Periode liburan Lebaran di Indonesia selalu menjadi waktu yang dinantikan oleh banyak orang. Namun, di balik kegembiraan tersebut, ada sebuah prediksi yang menjadi perhatian khusus. Menurut Sekretaris Jenderal Kementerian Komunikasi dan Digital, Ismail, diharapkan akan terjadi lonjakan trafik layanan telekomunikasi hingga 40 persen selama libur Lebaran 2026. Prediksi ini tentu saja menjadi perhatian bagi pemerintah dan penyedia layanan telekomunikasi.
Prediksi Kenaikan Trafik Telekomunikasi
Lebaran 2026 yang berlangsung selama kurang lebih dua minggu ini diprediksi akan memberikan dampak signifikan terhadap kenaikan trafik telekomunikasi.
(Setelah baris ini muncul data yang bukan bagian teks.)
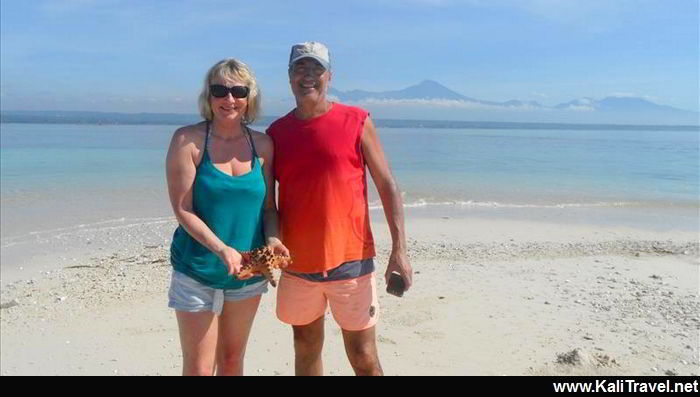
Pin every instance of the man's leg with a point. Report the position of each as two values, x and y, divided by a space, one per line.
308 344
361 347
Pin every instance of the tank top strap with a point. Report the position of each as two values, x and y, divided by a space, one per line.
251 142
206 137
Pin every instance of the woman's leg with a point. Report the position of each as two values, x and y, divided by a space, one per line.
198 335
234 328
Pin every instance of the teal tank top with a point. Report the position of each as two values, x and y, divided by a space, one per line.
232 207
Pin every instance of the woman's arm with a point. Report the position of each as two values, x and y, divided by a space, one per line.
272 233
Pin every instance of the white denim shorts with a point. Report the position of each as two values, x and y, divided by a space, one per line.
189 295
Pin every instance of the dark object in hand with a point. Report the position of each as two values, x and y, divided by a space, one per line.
396 285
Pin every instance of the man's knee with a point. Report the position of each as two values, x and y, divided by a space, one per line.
363 355
231 361
308 339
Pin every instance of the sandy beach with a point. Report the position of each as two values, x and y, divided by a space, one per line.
490 297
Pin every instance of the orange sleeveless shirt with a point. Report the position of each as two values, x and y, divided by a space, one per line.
324 217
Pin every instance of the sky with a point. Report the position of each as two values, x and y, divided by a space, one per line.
151 56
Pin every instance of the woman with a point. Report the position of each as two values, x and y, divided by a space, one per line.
218 173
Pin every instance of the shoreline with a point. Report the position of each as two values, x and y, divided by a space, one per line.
491 297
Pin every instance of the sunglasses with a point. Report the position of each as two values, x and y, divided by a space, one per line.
221 91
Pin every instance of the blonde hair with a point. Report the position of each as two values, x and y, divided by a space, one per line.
231 69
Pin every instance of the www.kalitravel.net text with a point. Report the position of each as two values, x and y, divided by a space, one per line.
629 385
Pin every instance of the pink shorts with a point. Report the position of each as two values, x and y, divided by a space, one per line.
353 302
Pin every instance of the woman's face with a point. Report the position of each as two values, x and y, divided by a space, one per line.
228 108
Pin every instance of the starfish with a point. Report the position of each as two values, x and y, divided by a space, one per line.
262 261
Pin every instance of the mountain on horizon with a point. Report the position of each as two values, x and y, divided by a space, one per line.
429 90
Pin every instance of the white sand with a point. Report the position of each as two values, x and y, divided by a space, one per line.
490 297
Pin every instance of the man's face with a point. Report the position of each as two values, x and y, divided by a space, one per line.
309 80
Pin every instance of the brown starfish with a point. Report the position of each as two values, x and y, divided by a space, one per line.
262 261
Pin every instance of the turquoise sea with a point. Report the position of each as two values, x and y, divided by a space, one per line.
58 178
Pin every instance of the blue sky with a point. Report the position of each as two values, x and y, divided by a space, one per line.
151 56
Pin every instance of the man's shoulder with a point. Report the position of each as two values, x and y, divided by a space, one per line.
279 123
355 110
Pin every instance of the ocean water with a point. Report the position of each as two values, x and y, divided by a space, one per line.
56 179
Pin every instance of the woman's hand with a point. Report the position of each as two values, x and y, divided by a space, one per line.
233 260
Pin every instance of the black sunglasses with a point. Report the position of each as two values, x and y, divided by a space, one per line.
221 91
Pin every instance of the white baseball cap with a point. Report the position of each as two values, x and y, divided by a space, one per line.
311 49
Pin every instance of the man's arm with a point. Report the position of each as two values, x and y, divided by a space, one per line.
391 201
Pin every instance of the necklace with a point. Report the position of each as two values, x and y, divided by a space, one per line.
211 132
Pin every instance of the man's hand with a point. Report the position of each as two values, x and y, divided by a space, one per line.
279 249
398 262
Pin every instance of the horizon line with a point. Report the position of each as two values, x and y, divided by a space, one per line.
466 123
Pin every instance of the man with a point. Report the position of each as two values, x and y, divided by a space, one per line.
321 149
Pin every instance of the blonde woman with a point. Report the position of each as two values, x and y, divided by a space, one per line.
219 173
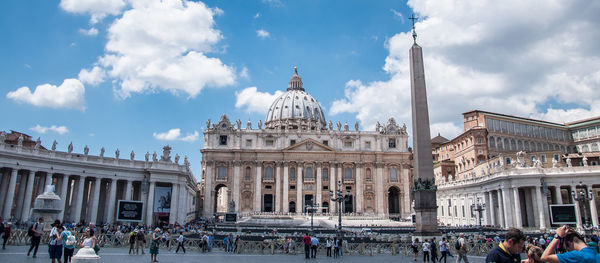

Dalam laporan yang disampaikan, tercatat prediksi kenaikan trafik berkisar antara 30 sampai 40 persen. Kenyataan ini disampaikan oleh Ismail saat acara pelepasan anggota satuan tugas posko pemantauan telekomunikasi di Kantor Kementerian Komunikasi dan Digital.
Penyebab Kenaikan Trafik Telekomunikasi
Ada beberapa faktor yang diperkirakan akan berkontribusi pada kenaikan penggunaan layanan telekomunikasi selama libur Lebaran 2026. Salah satunya adalah kebijakan Work From Anywhere (WFA) yang dianjurkan oleh pemerintah bagi para pekerja. Kebijakan ini memungkinkan pekerja untuk bekerja dari mana saja, sehingga penggunaan layanan telekomunikasi diperkirakan akan meningkat.
Langkah Antisipasi Pemerintah
Untuk mengantisipasi lonjakan trafik telekomunikasi ini, pemerintah bersama operator seluler telah melakukan sejumlah langkah. Salah satunya adalah dengan mengerahkan satuan tugas untuk memantau layanan telekomunikasi selama periode 13 sampai 29 Maret 2026. Selain itu, operator seluler juga telah mempersiapkan backup plan untuk menambahkan jaringan di daerah-daerah yang diperkirakan akan mengalami penumpukan.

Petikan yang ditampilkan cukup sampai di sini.